One trial and error method is to individually measure the deflection of each component using the same trial load. Then iterate that load by transferring increments of the load on the largest deflecting element to the stiffer element until their deflections match. At that point you will then be able to calculate their composite spring constant using the that original load and new matching deflection value.

3. Nov 4, 2015

### musacci

thank you for your suggestion JBA, that would indeed be a good strategy, but unfortunately I cannot perform such experiment due to the impossibility of separating the sheath and core of my rods.

I thought of the possibility of calculating an equivalent sheath thickness as if it was made of the same material as the core. That would give me an equivalent radius which I could use in my data analysis.

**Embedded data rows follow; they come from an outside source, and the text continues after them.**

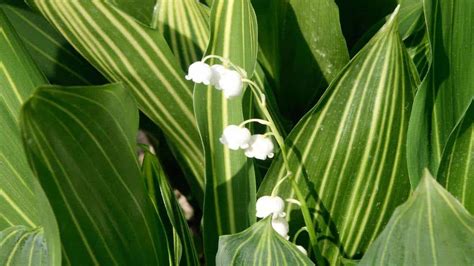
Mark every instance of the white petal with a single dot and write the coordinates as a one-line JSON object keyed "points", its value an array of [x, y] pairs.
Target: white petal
{"points": [[280, 225], [231, 83], [217, 72], [234, 137], [260, 147], [268, 205], [199, 72]]}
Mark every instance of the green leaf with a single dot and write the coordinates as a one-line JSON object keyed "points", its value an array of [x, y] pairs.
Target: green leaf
{"points": [[447, 90], [259, 245], [80, 141], [145, 11], [457, 163], [431, 228], [348, 154], [303, 49], [230, 179], [22, 246], [127, 51], [169, 210], [56, 58], [22, 201], [185, 28]]}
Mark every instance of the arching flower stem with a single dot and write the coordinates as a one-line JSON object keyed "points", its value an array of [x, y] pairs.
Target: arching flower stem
{"points": [[299, 195]]}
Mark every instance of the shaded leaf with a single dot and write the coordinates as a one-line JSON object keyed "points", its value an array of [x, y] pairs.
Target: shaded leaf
{"points": [[431, 228], [81, 143], [259, 245], [22, 246], [348, 154], [22, 201], [448, 89], [302, 49], [127, 51], [55, 57], [456, 172], [169, 210]]}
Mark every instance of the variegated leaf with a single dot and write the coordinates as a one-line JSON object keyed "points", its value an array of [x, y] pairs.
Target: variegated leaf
{"points": [[348, 153]]}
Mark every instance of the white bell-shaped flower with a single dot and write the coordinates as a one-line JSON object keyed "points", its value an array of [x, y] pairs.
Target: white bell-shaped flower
{"points": [[199, 72], [269, 205], [260, 147], [230, 82], [280, 225], [235, 137], [217, 72], [302, 249]]}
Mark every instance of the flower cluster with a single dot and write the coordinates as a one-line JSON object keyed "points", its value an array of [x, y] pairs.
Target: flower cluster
{"points": [[275, 206], [255, 146], [231, 82], [227, 80]]}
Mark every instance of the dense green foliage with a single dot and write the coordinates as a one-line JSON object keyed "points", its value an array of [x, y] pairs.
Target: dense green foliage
{"points": [[368, 106]]}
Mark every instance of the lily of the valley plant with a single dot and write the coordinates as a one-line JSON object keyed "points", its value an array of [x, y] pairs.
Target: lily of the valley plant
{"points": [[236, 132]]}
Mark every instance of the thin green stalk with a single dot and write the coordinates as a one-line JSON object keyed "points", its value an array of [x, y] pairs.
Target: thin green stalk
{"points": [[279, 139]]}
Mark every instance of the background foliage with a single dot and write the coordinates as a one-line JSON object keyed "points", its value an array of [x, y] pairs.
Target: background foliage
{"points": [[375, 99]]}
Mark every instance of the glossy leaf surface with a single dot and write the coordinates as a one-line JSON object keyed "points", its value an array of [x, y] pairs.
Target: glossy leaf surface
{"points": [[259, 245], [348, 154], [130, 52], [229, 204], [169, 210], [80, 142], [22, 201], [456, 172], [431, 228], [448, 89]]}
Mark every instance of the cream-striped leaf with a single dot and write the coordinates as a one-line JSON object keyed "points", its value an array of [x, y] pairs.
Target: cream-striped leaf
{"points": [[448, 89], [431, 228], [169, 210], [230, 178], [302, 49], [22, 201], [456, 172], [348, 153], [259, 245], [80, 141], [185, 28], [22, 246], [127, 51]]}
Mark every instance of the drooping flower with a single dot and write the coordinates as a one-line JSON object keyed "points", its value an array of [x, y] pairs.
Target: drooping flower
{"points": [[270, 205], [217, 72], [230, 82], [302, 249], [280, 225], [235, 137], [260, 147], [199, 72]]}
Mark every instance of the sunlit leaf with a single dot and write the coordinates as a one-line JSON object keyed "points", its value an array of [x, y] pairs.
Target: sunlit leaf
{"points": [[447, 90], [259, 245], [348, 153], [128, 51], [230, 178], [431, 228], [456, 172], [22, 201]]}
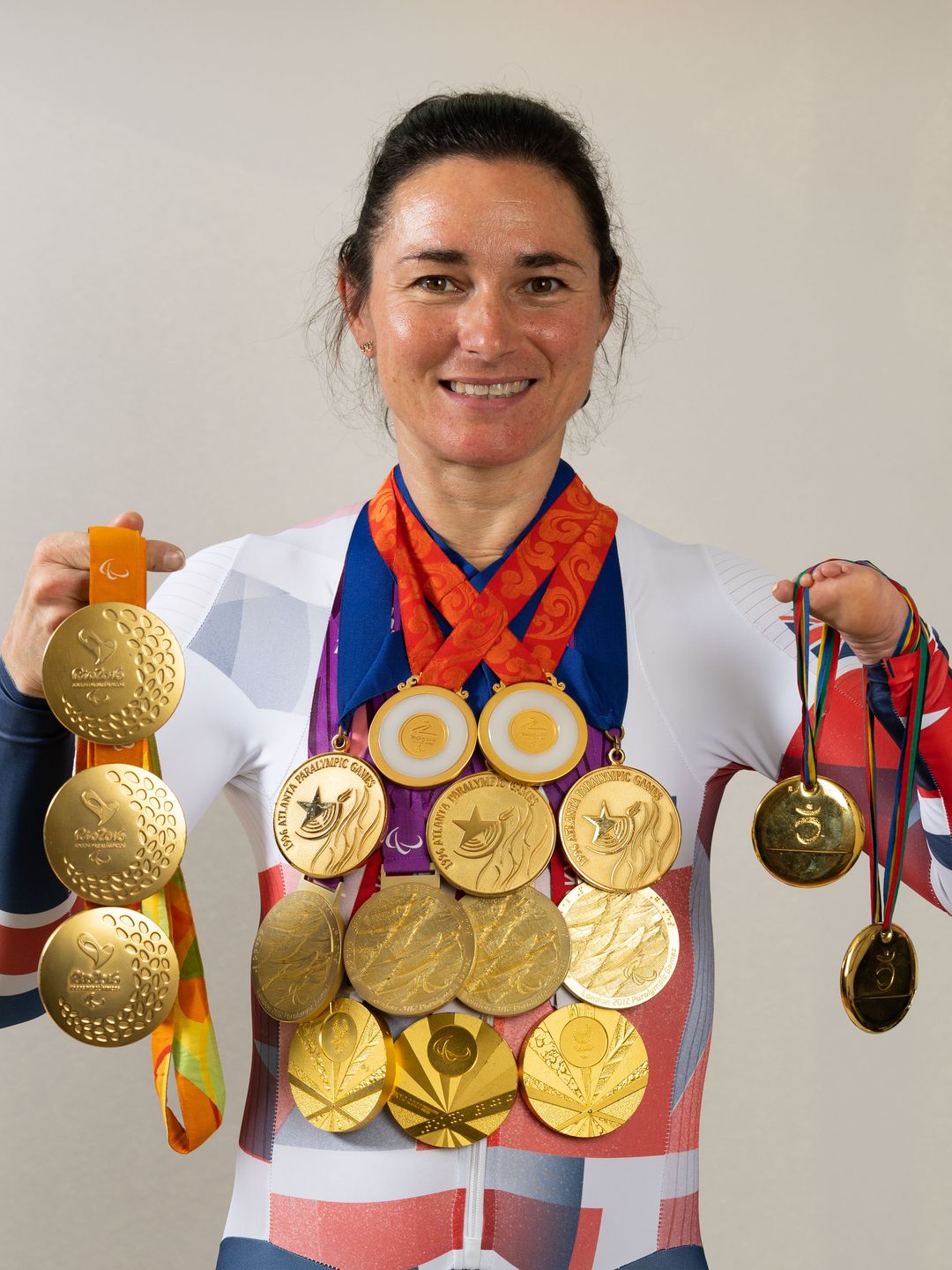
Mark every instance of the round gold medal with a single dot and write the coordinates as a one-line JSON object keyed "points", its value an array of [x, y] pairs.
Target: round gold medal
{"points": [[331, 814], [879, 977], [532, 732], [807, 837], [108, 977], [297, 957], [584, 1071], [340, 1067], [456, 1080], [522, 952], [115, 833], [625, 946], [489, 836], [409, 949], [113, 673], [423, 736], [620, 828]]}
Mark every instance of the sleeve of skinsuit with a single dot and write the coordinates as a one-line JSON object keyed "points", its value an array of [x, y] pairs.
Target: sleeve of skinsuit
{"points": [[202, 747], [766, 721]]}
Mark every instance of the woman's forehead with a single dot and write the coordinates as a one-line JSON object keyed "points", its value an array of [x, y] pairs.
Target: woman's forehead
{"points": [[476, 207]]}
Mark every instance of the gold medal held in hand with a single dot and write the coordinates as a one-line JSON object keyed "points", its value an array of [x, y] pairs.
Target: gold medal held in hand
{"points": [[456, 1080], [619, 827], [807, 837], [583, 1071], [879, 977], [115, 833], [423, 736], [342, 1067], [297, 957], [113, 673], [490, 836], [625, 946], [409, 949], [108, 977], [532, 732], [522, 952], [331, 814]]}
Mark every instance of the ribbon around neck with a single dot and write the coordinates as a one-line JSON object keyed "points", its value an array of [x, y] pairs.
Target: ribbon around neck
{"points": [[185, 1041], [568, 546]]}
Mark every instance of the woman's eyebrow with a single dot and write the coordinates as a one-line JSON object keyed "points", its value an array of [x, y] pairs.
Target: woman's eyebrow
{"points": [[524, 260]]}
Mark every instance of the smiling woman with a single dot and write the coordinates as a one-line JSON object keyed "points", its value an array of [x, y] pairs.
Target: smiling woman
{"points": [[562, 1009]]}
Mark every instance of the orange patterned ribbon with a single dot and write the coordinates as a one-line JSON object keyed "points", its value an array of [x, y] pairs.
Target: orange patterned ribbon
{"points": [[185, 1039], [568, 546]]}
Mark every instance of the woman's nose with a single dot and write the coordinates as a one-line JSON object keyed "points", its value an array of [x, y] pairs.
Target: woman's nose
{"points": [[487, 326]]}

This is similar to what is done to study composite beams of different materials.

I'm not sure if I am allowed to link other websites but here is an explanation of the equivalent area method: http://web.mst.edu/~mecmovie/chap08/m08_16_steel_alum.swf

4. Nov 4, 2015

### JBA

What I am proposing is a calculation using a trial load value and calculated deflections, not an actual load test.

I can understand the alternative method for a rectangular bar but I am not sure how it could be duplicated for your cylindrical composite.

5. Nov 5, 2015

### JBA

One solution might be to use the ratio of the material elastic modulus' as an equalizer to adjust the wall thickness of the sleeve to an equivalent added diameter of your core.

6. Nov 9, 2015

### musacci

Hi JBA,

I thought of calculating an equivalent diameter for the core. In order to estimate this correctly I would need to calculate the spring constant of the softer material sheath and extrapolate the radius of a sheath of the harder material but with the same spring constant. Is this correct?

7. Nov 9, 2015

### Nidum

Is the core bonded to the sheath or can core slide relative to sheath - makes big difference to calculation .

8. Nov 9, 2015

### musacci

Hi Nidum,

the core and sheath are bonded together

9. Nov 9, 2015

### JBA

The elastic modulus ratio is the equavlent of the spring constant ratio.